Verdict Sheet at 3-5 (first and second emphases added, third in original).
. Indeed, confusion in the jury response is amplified by the mistaken reference to the Fire District in the instructive language following question five.
. Plaintiffs point to some record evidence suggesting that, upon first responding to the AMW fire site, members of the Fire Company did not think they were responding to a threatened release of hazardous materials. To the extent a focus on the lack of such subjective knowledge may have informed the juiy response to the first question on the jury sheet, that focus would have been wrong. In any event, any subjective unawareness was short-lived. The Fire Company Alarm Detail Dispatch for the AMW fire said, "Please Note Hazardous Materials.” Fire Company Chief Tutt testified that, within a minute of arriving at the scene of the fire, he called Dispatch to note that there were "a lot of chemicals” on the scene and to request assistance from the Environmental Protection Agency. Shortly thereafter, representatives of the New York State Department of Environmental Conservation and the Suffolk County Department of Health arrived at the scene.

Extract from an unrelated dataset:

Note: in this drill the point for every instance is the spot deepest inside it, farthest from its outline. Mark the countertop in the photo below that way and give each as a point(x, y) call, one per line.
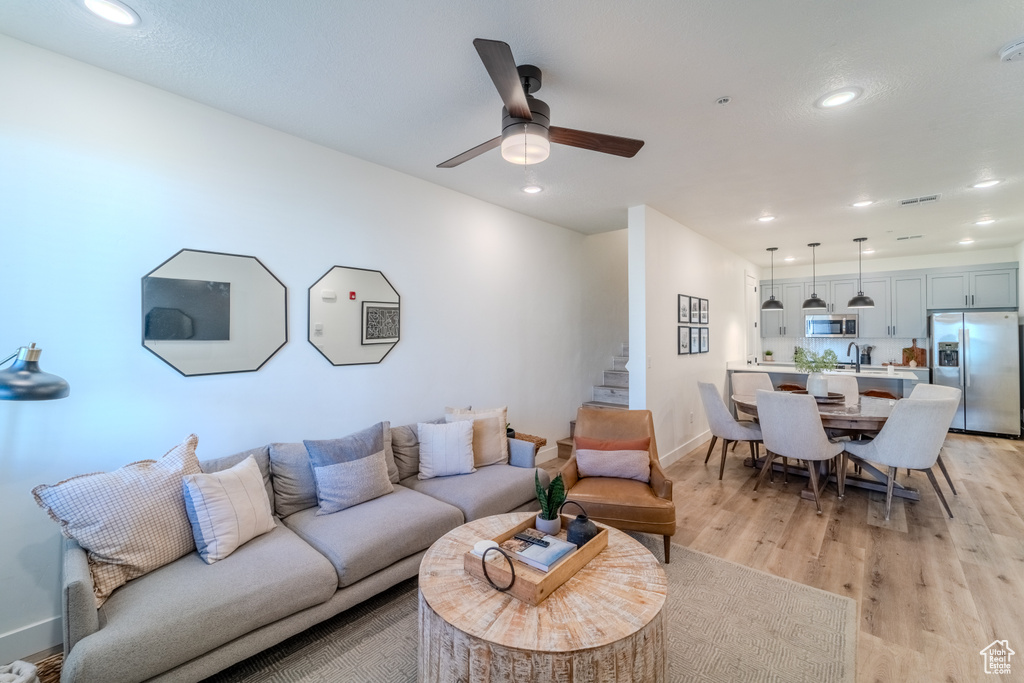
point(873, 372)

. At the first trial, the district court explained that "in order to prove that [plaintiffs] had a special relationship with the Town of Babylon or the North Amityville Fire Company, the plaintiffs must show, must prove, the following factors. And I go through the four Cuffy factors. Yes?” Trial 1 Tr. at 2746-47. The district court continued, "However, if the plaintiff proves the four factors that are set forth in Cuffy, then there could be liability, and that’s what I’m going to charge the jury.” Id. at 2747-48. Plaintiffs did not object at any time during this discussion, and the district court's instructions to the jury at the second trial were consistent with these observations.